Although the Alps remain the stuff of dreams me, I have been fortunate enough to visit some of the U.S.’s great mountain towns; and, of all the places I’ve visited, Jackson Hole stands out from the rest as the quintessential mountain town. With the iconic Tetons as a backdrop, a world-class ski resort, and the classic mountain town Main Street, it’s no wonder Jackson Hole attracts so many skiers, climbers, and outdoors enthusiasts. (In my Powerball dreams, I make sure to set aside a few million for a condo in Jackson Hole, you know, for when the castle gets dreary.)
Strangely, my most recent trip to Moab may have shattered my belief of what the dream mountain town looks like. While the sometimes-snowcapped La Sal Mountains comprise part of Moab’s skyline, neither snow nor mountains crack the top 10 things that first come to mind when thinking of Moab. In fact, Moab couldn’t be more different than my idealized Swiss village or Jackson Hole. In fact, Moab is probably more like the moon or Mars than either of the aforementioned places, as the landscape is characterized by its reddened earth, strange rock formations, and towering walls.
In spite of this, Moab—to me—might just be the perfect mountain town. Lying at the base of two national parks (Arches and Canyonlands), and mere miles from a handful of incredible state parks and recreation areas, Moab is a hub for everyone from base jumpers to climbers to hikers to tourists. More so, it also attracts dirt bikers, off-roaders, and a whole other subset of people that I am not even sure how to characterize. What makes the town special, though, is the way all of these groups manage to coexist. Moab is the type of place where it doesn’t matter what you did during the day, as long as you return that evening dusty, sunbaked, and shaking the sand out of everything you wore and used during the day.

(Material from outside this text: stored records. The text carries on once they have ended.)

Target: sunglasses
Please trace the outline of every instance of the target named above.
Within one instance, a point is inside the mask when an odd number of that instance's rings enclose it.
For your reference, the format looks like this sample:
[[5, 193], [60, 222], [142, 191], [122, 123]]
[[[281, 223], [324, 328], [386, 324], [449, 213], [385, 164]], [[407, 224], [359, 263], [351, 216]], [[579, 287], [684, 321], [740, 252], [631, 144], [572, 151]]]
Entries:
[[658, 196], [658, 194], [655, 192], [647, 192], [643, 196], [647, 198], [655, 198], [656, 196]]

Moab is the type of place where you’ll find a two-thousand dollar truck with a five-thousand-dollar bike in the bed, parked behind a brand new, lifted pickup truck outfitted with thousands of dollars of off-road accessories. It’s the type of place where you sit down for dinner and find yourself admiring the gobies on the hands of the person sitting across from you. Most of all, I am convinced Moab is the van life epicenter of the universe; I’ve never seen a higher concentration of pimped out vans anywhere.
Moab might not be the picture-perfect mountain town, but if I ever win Powerball, I could see myself spending some time there. Of course, it would have to be in true desert style—an Airstream with an old Tacoma pickup. (And a really expensive bike!)